Sund was 9. He remembers the thong of people, looking over their heads, and the troop flags waving.
"At the time we were not aware of the symbolism," he says. "But maybe deep down we knew what the flags and the Statue of Liberty meant."
Sund, now 65, is looking for scouts who were also there at the original dedication in 1952, to invite them back for the rededication of the statue Sept. 6.
"Other kids kept in contact with their best friends," Sund says. "I can't remember one person in my troop, not even my den mother's name."
But he's found John Kelly, who has been involved with Sea Scouts for over 60 years. Kelly still lives in West Seattle with his wife.
Gerald Pipitone travels from Wenatchee to sell his produce at the West Seattle Farmers Market.
George Cameron, who lives in Arizona, will fly up for the rededication.
Sund has traveled the globe as a freelance photographer, visiting seven continents - including Antarctica - but he has never called anywhere home other than West Seattle.
"It may sound provincial but people have an affinity to, or an affection for, a particular place," he says.
His parents were Norwegian emigrants. His mother came through Ellis Island in 1926. Sund has a copy of the ship's passenger manifest, and had her name inscribed for the immigration center during its renovation. His father had come to the States two years earlier, and the two met at a Sons of Norway dance in Ballard, "since at the time it was illegal to do anything else," Sund says.
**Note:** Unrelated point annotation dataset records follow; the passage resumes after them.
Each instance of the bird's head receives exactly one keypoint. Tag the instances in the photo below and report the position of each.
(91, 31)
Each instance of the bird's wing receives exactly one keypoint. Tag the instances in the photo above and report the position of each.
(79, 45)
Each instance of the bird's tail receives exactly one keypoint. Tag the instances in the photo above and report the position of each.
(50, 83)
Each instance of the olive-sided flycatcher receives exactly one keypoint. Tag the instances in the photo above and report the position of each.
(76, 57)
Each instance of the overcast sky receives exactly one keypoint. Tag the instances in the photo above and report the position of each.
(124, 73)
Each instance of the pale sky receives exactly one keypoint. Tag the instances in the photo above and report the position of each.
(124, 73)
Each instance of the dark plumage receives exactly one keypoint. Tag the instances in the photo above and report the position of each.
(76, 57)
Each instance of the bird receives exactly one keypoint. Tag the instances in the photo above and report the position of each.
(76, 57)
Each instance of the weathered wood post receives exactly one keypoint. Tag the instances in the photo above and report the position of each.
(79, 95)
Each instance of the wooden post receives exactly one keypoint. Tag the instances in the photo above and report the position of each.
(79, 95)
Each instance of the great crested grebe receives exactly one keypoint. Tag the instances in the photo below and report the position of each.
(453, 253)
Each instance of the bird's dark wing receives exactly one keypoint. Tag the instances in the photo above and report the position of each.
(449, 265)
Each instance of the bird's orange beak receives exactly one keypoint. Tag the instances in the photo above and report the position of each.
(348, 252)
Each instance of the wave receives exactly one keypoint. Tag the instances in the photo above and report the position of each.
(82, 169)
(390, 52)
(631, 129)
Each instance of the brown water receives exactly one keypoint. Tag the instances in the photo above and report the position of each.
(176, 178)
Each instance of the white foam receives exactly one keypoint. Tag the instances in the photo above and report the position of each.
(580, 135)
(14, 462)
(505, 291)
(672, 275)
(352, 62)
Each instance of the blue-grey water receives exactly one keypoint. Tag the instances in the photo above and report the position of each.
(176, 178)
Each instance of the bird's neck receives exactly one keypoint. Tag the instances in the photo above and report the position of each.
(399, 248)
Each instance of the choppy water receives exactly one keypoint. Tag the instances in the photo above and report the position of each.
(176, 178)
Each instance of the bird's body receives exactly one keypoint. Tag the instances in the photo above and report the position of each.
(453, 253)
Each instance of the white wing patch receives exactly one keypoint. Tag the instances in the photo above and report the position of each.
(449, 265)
The only time he has lived outside of West Seattle was "the three days before I came home from the hospital."
Sund grew up in the Morgan Junction, attending Gatewood Elementary and Madison Junior High, graduating from West Seattle High School. His house was on the school boundary.
"If I had lived on the other side of the alley, I would have gone to Sealth," he says.
Sund joined the army in 1961, preferring to enlist for three years rather than risk being drafted for two. He was discharged in Germany in October 1964, just before 50,000 troops were sent to Vietnam. He returned to attend the University of Washington, and then worked as a freelance photographer for 35 years.
"I've been peripatetic most of my life," he says, traveling the world shooting film for corporate annual reports and magazine spreads. On speculation, Sund once rode an icebreaker heading to the Antarctic peninsula to photograph penguins.
On one flight home, Sund sat beside a Danish woman in her 70s who told him: "It's very important to know someone who knew you when you were young."
"It shows a sense of time and place," Sund says. "To have a shared memory of the same time, the same place, the same lives: It's comforting.
"It also has a sense of mortality. If that person is alive and remembering the same things you are, then you must still be okay."
Sund hasn't been able to travel since 1999, first taking care of an ailing aunt, then his mother, and now his brother Ken. The logistics at airports has changed, because of D.B. Cooper and 9/11.
"My travel days are over for the time being," Sund says, "but that's okay."
These days he takes his brother back to the Gatewood playground to shoot baskets.
"There's a comforting factor of returning to a place and remembering about it," Sund says.
"You can see the ghost of yourself there."